Röportaj / Kardelen BUĞDAY

‘Yakından Geçen Şiddet Öyküleri’, Yakın Kitabevi’nde altı yıldır yapılan atölye çalışmalarının sonunda okuyucu ile buluşan ikinci kitap. Kitapta 9’u atölye çalışmalarına katılanlar olmak üzere 17 yazarın öyküsü bulunuyor. Konuk yazarlar arasında Nilüfer Açıkalın, Mehmet Fırat Pürselim, Altay Öktem gibi yazarlar da var. Atölye çalışmalarına katılanlar 2018 yılında ilk kez ‘Yakından Geçen Mülteci Öyküler’ ismiyle ve mültecilik kavramını işleyen öykülerle okuyucu karşısına çıktı. Her iki kitap da yazar Handan Gökçek ile yapılan atölye çalışmalarında yazılan öykülerden oluşuyor. ‘Yakından Geçen Şiddet Öyküleri’ Kasım ayında raflardaki yerini aldı. Ancak çalışmaları pandemi öncesine dayanıyor. Pandemi tüm dünyada olduğu gibi ülkemizde de pek çok sektörü derinden etkiledi. Pandeminin ülkede kendini göstermesi ve vakaların artmasıyla birlikte ‘Yakından Geçen Şiddet Öyküleri’ matbaada beklemeye alınmış. Bunun dışında artan kağıt fiyatlarının ve baskı maliyetlerinin de etkisi var. Atölye çalışmalarını yürüten ve kitabın derleyeni olan Handan Gökçek, ‘Şiddet kavramı üzerine öyküler yazdık, biz de pandeminin ve ekonominin şiddetine uğradık ama en sonunda kitabımız çıktı’ diyor. Yakın Kitabevi’nde bir araya geldiğimiz Handan Gökçek ile ‘Yakından Geçen Şiddet Öyküleri’ni ve şiddet kavramını konuştuk. Bize, kitapta öyküleri bulunan ressam Bahar Akgün ve edebiyat öğretmeni Şule Akseki de eşlik etti.

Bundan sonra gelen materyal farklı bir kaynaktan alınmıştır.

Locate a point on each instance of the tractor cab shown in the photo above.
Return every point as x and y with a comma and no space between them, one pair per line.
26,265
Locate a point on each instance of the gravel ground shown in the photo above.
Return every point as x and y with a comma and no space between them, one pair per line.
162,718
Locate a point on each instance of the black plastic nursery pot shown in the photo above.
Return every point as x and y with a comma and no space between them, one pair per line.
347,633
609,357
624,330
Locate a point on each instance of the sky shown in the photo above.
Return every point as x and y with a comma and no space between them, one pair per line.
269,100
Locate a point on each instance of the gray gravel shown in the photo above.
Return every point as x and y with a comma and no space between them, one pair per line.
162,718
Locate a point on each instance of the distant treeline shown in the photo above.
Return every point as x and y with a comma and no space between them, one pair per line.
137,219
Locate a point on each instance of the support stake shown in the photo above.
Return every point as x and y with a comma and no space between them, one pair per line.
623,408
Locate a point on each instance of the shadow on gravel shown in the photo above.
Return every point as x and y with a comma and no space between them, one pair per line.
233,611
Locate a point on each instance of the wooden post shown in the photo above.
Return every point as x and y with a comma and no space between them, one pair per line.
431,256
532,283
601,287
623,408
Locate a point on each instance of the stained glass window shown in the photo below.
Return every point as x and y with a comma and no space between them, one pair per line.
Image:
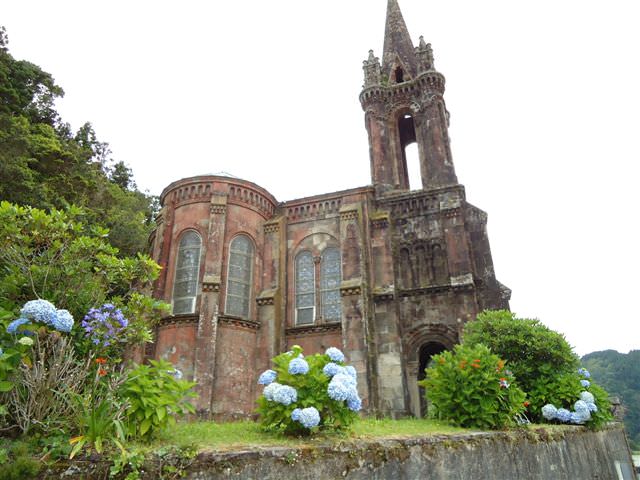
185,283
330,277
239,277
305,289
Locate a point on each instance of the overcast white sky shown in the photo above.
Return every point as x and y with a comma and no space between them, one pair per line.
544,99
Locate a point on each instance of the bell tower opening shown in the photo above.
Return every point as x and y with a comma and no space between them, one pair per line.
399,75
410,154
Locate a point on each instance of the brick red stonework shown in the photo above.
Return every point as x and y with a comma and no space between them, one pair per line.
415,265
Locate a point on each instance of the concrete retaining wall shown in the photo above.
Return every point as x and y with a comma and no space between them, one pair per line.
573,453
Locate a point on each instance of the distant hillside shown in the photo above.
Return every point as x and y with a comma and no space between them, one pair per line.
619,374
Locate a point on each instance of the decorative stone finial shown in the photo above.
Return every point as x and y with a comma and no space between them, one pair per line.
371,69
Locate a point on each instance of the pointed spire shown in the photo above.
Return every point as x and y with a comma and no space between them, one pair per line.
397,43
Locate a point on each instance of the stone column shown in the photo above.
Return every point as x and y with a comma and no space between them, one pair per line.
205,353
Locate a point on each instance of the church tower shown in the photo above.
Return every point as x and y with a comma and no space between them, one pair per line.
403,101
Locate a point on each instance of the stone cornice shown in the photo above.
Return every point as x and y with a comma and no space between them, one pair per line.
315,329
238,322
186,319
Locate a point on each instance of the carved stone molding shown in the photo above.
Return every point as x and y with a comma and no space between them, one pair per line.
271,228
238,322
217,209
314,329
380,223
179,320
264,301
211,283
349,215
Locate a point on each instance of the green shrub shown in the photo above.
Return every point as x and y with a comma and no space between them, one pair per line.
155,397
541,359
304,394
18,464
470,387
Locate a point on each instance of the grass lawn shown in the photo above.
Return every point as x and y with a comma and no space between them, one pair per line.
228,436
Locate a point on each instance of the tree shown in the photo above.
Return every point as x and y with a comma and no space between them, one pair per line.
541,359
44,164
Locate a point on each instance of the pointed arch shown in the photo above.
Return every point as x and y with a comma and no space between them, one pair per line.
240,277
187,273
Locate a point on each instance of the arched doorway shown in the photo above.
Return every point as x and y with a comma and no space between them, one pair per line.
425,353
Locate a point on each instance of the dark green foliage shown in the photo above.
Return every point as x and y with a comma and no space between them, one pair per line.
541,359
471,387
46,165
538,356
619,373
155,397
17,464
58,257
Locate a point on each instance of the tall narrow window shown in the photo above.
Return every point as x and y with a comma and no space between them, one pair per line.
305,289
239,277
185,284
330,276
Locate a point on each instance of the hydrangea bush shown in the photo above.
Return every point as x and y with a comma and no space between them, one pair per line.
303,394
471,387
592,407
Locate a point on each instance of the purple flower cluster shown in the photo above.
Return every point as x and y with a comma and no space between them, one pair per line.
103,325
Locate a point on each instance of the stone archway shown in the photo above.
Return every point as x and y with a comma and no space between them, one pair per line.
420,345
425,353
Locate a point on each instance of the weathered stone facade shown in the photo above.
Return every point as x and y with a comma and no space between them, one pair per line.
388,274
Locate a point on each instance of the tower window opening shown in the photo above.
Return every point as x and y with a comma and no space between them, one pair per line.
410,152
399,75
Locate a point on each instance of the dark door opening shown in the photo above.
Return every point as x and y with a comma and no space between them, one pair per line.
427,351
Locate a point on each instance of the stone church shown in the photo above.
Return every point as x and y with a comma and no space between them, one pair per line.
388,274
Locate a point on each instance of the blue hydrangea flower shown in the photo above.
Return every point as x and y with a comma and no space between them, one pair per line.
550,412
298,366
267,377
284,394
584,372
338,391
344,378
63,321
270,390
587,397
354,403
331,369
580,406
40,311
335,354
309,417
12,328
563,415
351,371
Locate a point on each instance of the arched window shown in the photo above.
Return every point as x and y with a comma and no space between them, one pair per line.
305,289
330,276
185,283
239,277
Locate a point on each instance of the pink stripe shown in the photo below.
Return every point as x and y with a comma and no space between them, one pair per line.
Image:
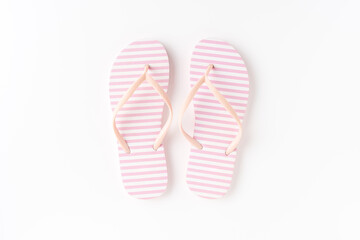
214,42
139,134
141,154
211,159
131,82
138,121
211,166
142,55
214,147
209,172
142,88
142,49
228,83
151,139
219,69
137,147
138,114
216,121
213,140
226,95
221,108
136,101
216,101
206,191
207,185
140,127
144,179
221,76
144,173
140,69
213,114
137,95
218,62
145,42
205,151
216,49
143,166
137,75
141,108
214,133
147,192
140,62
217,55
146,185
215,127
207,178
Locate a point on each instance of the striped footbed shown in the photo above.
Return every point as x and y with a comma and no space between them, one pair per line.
144,170
210,171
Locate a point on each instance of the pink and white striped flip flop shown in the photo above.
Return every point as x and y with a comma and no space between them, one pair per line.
138,84
220,89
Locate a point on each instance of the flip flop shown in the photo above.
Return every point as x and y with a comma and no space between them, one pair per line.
138,84
219,89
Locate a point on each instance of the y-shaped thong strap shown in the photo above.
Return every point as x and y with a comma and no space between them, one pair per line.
221,99
144,76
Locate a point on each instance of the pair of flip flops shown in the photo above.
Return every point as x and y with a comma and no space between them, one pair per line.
219,91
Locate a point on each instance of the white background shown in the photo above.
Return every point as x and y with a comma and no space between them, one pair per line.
297,173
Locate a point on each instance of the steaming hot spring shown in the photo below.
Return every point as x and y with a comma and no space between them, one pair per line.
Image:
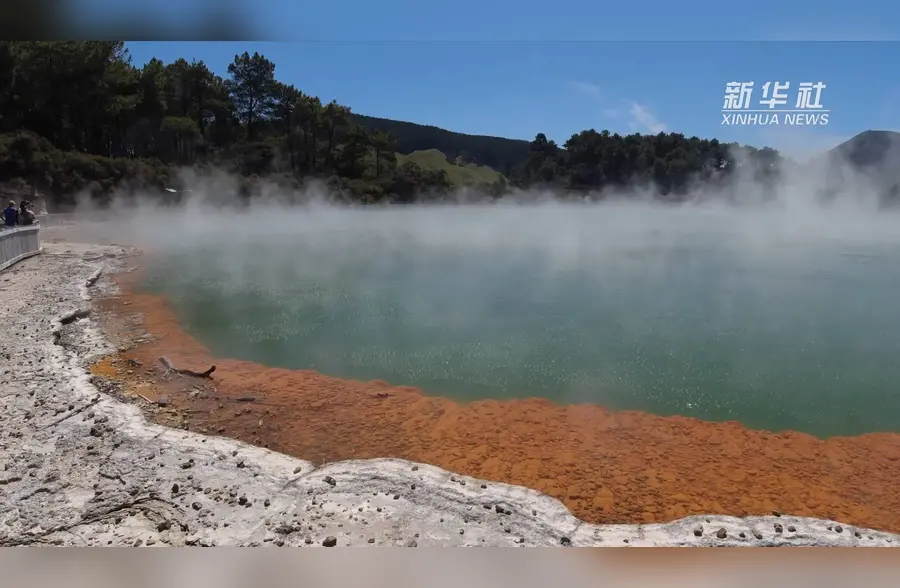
776,319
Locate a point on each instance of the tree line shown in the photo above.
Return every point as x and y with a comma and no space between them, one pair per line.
78,116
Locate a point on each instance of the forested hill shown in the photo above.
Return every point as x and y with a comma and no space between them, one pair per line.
79,116
495,152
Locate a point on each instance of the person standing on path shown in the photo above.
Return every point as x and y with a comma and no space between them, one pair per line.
11,215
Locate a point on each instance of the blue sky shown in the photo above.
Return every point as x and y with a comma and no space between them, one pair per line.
516,69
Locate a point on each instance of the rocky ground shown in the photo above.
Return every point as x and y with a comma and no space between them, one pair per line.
80,465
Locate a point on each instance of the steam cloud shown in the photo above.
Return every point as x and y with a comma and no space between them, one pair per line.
527,251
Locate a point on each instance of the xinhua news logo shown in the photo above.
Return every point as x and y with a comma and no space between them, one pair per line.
776,106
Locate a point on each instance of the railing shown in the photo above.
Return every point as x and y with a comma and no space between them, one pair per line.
18,243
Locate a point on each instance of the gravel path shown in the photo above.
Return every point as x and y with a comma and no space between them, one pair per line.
79,467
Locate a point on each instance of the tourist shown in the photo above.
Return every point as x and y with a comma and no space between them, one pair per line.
11,215
26,216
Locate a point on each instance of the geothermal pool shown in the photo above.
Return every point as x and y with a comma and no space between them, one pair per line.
779,320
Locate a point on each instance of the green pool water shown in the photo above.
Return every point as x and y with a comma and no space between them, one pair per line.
721,318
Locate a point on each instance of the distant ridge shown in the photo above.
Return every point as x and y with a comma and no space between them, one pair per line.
498,153
874,155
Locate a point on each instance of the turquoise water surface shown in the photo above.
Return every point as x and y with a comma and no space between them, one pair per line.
776,326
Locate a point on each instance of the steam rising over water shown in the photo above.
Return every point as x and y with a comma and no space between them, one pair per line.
777,319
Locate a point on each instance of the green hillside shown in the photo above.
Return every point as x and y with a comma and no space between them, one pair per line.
498,153
458,173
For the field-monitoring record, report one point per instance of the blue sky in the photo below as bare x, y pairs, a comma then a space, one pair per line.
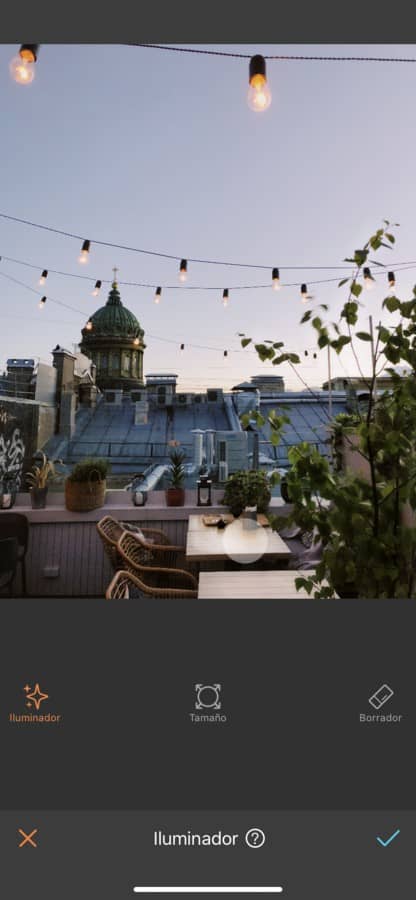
159, 150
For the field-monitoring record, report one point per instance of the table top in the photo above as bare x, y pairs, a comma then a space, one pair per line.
250, 585
243, 541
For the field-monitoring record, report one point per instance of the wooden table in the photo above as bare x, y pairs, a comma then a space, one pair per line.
276, 585
243, 541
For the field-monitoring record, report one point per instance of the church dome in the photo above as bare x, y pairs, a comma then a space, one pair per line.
114, 340
114, 319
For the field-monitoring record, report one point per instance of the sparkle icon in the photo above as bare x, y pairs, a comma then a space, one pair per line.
36, 696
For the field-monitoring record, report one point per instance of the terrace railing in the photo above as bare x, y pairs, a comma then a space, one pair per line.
129, 451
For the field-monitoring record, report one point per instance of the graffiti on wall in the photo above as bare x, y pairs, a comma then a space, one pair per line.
12, 446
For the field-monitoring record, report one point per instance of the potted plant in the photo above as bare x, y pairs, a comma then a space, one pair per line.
360, 499
175, 494
249, 487
39, 477
85, 487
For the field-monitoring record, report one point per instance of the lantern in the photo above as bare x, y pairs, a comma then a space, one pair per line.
204, 485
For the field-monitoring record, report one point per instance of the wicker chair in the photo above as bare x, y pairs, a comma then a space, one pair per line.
131, 552
110, 531
128, 585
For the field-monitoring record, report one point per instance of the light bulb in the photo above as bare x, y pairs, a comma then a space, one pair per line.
368, 280
85, 252
276, 279
259, 97
304, 293
22, 70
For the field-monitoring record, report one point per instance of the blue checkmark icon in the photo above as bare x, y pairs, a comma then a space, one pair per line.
390, 839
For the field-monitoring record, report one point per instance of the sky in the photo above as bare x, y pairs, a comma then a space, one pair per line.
159, 150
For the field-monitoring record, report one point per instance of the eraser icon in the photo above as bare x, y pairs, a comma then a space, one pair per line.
381, 696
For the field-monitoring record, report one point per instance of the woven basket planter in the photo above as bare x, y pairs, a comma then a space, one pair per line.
83, 496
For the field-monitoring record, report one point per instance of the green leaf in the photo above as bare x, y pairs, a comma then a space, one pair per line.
323, 341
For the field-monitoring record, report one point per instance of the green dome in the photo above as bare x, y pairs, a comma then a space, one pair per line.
114, 319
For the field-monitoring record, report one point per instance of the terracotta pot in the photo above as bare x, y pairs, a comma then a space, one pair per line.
175, 496
84, 496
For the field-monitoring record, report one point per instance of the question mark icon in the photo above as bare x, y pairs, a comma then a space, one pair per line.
255, 838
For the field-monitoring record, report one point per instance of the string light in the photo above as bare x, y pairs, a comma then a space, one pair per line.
276, 279
85, 252
259, 97
392, 280
22, 66
183, 270
368, 279
304, 293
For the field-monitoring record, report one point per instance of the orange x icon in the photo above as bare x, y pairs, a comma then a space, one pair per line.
28, 838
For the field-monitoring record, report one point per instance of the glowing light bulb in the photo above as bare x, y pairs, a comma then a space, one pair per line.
276, 279
85, 252
259, 97
22, 70
368, 280
304, 293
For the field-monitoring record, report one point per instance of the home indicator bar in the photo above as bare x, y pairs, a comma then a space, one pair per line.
208, 890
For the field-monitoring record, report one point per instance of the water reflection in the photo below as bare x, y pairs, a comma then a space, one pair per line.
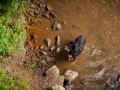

GÜNCEL KONULARA YOĞUNLAŞTIK

İlk olarak, Handan Hanım ile Yakın Kitabevi’nde yapılan atölye çalışmaları ve bu çalışmaların sonunda çıkan kitaplar hakkında konuştuk. Atölye çalışmalarının uzun süredir devam ettiğini, her atölyede seçilen bir konu üzerine çalışmalar yaptıklarını, atölyede öğrenilen yazım teknikleriyle bu konu üzerine öyküler yazıldığını söyledi. ‘Yakından Geçen Şiddet Öyküleri’nin iki senelik bir çalışmaya dayandığını anlatan Handan Hanım, “Bizim iki senelik bir atölye çalışmamız oldu. Daha çok kurmaca yazarlığı üzerine bir atölye çalışmasıydı. Tabii kısalığından dolayı öyküler üzerine biraz daha yoğunlaştık. Arkadaşlarımla öyküler yazdık hemen hemen her konuda… Birçok kavramı işledik. Yakın Kitabevi ile yürüttüğümüz bu atölye çalışmasında hep şu düşünce vardı; 'Atölye bitiyor da sessiz sedasız bitmesin’. Arkadaşlar da emek veriyorlar. Bir kitapla mı bitirsek acaba mı diye konuştuk Levent (Levent Salıcı-Yakın Kitabevi ve Yayınevi kurucusu) ile… Levent de ‘neden olmasın’ dedi” diyor.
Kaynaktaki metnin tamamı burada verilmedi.